Yes. Stratasys Direct supports consumer goods companies with visual concept models, full-color multi-material prototypes (using PolyJet technology), functional prototypes for user testing, custom and limited-edition products, and small-volume production runs for market testing or direct sale. PolyJet produces photorealistic prototypes with color, texture, and material variety in a single print, which accelerates design review cycles.
Stratasys Direct can produce aerospace parts for qualified applications using production-grade materials (ULTEM™ 9085 resin, flame-retardant nylons), documented manufacturing processes, dimensional inspection, full traceability, and AS9100-certified quality systems. Whether a specific part qualifies as flight-ready depends on the customer requirements, the material and process qualification, part design validation, and program-level approval from the relevant airworthiness authority. Stratasys Direct provides the manufacturing capability and quality infrastructure; the customer owns the qualification and certification pathway.
Stratasys Direct produces medical device components and anatomical models through ISO 13485-certified workflows using selected biocompatible and medical-grade materials. FDA compliance is not something Stratasys Direct can guarantee, because it depends on the specific device classification, intended use, design validation, biocompatibility testing, and the regulatory submission pathway the device manufacturer pursues. Stratasys Direct provides the certified manufacturing environment, material traceability, and quality documentation that support a customer FDA regulatory strategy.

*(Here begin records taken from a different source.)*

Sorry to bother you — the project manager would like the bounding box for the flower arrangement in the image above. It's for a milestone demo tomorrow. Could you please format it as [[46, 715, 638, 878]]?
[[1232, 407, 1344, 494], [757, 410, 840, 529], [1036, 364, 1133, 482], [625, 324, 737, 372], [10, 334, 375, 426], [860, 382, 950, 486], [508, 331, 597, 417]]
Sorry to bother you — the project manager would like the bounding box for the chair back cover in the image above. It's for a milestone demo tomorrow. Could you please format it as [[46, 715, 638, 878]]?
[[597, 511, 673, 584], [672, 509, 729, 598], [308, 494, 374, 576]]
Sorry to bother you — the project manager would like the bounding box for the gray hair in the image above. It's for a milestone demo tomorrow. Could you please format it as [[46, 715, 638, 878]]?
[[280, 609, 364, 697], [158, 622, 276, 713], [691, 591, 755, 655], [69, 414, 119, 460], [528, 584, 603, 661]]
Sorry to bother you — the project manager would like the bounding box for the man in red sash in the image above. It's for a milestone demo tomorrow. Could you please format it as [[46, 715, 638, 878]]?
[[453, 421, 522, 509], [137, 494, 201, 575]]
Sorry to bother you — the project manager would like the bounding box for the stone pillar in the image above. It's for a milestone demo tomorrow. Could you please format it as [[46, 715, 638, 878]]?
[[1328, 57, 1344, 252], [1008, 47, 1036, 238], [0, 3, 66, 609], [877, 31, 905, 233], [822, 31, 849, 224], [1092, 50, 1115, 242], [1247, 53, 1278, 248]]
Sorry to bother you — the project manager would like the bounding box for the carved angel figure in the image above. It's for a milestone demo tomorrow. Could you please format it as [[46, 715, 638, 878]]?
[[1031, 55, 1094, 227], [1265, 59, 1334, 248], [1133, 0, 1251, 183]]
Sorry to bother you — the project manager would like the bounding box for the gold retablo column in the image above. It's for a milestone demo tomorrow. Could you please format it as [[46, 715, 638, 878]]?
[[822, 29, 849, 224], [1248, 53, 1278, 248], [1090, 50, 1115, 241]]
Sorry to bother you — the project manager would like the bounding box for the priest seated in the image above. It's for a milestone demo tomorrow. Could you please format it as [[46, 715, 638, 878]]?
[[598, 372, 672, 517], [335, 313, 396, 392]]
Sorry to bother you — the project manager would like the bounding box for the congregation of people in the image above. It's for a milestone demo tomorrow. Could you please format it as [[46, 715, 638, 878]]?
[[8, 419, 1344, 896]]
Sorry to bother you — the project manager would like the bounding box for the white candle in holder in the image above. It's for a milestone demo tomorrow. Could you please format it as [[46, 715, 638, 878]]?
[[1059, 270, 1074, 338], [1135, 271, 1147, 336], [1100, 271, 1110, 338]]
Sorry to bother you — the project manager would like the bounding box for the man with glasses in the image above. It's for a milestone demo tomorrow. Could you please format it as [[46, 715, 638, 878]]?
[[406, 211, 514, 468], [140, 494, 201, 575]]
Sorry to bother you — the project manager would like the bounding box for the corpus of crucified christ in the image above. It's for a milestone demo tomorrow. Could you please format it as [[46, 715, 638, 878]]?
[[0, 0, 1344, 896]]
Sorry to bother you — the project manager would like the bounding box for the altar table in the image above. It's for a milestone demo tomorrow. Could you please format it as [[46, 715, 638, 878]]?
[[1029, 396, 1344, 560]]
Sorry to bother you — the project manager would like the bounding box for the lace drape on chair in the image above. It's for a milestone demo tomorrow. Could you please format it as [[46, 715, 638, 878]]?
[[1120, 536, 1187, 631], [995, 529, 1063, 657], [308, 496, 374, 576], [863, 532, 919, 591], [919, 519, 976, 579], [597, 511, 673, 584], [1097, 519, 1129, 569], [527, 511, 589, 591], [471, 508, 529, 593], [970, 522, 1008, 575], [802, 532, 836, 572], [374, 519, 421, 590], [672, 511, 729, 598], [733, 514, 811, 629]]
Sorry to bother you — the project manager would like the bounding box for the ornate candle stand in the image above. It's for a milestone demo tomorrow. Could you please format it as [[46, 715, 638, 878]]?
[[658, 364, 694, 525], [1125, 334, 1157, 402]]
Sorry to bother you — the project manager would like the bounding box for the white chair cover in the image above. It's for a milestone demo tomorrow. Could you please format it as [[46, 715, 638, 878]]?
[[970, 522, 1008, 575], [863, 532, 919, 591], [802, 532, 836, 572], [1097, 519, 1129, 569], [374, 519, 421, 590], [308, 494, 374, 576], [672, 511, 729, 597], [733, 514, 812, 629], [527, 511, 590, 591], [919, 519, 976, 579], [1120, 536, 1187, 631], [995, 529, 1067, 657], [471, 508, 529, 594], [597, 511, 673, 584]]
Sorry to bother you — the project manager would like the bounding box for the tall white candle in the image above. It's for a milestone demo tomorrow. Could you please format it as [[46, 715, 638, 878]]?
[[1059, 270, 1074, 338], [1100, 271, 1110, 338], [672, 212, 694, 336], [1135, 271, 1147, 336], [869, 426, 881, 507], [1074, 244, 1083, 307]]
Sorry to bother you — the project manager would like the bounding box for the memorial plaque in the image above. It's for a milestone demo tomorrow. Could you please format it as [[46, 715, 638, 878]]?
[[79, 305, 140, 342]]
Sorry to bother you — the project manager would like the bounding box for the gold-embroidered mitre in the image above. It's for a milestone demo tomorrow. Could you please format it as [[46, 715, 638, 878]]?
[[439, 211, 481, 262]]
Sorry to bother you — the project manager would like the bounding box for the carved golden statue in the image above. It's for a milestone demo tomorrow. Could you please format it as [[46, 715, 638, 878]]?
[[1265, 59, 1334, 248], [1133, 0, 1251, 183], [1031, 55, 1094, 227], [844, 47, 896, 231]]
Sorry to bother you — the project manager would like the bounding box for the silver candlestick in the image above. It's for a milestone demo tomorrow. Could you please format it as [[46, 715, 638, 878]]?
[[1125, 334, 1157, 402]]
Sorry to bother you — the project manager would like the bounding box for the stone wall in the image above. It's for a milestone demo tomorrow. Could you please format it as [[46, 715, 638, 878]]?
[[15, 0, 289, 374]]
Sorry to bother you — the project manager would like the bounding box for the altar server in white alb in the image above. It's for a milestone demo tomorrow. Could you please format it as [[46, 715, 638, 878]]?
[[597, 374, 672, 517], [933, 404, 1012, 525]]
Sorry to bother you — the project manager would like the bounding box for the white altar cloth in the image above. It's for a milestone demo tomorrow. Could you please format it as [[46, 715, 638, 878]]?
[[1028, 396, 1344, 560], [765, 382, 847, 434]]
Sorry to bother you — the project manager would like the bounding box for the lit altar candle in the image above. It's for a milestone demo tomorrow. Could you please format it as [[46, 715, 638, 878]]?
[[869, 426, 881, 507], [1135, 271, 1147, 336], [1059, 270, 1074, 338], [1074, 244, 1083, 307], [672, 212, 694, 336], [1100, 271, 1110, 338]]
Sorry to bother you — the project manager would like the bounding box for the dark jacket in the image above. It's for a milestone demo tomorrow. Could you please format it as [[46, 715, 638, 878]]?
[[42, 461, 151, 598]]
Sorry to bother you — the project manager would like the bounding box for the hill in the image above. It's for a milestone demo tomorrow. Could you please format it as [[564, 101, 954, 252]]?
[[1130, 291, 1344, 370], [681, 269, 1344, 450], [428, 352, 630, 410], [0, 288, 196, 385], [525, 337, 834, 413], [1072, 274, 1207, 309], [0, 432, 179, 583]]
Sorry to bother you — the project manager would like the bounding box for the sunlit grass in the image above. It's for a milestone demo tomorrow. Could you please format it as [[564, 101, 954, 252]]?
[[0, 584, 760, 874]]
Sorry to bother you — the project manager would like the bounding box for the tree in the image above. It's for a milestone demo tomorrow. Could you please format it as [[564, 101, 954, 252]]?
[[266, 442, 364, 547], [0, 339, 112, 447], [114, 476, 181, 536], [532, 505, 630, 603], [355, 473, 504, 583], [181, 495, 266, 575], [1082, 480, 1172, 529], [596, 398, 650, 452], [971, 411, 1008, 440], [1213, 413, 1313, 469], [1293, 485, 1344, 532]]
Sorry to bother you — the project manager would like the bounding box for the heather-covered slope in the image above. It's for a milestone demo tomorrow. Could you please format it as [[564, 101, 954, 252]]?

Yes. Stratasys Direct works well for startups and small businesses that need industrial-quality parts without buying their own equipment. There is no minimum order quantity, so you can start with a single prototype and scale up as your product develops. You get access to eight 3D printing technologies, 50+ engineering-grade materials, DfAM engineering support, and production-grade finishing and inspection. RapidQuotes lets you upload CAD files and get pricing without a sales call. For startups in regulated industries (medical devices, aerospace), the ISO and AS9100 certifications mean you can start building your quality documentation from the first prototype run.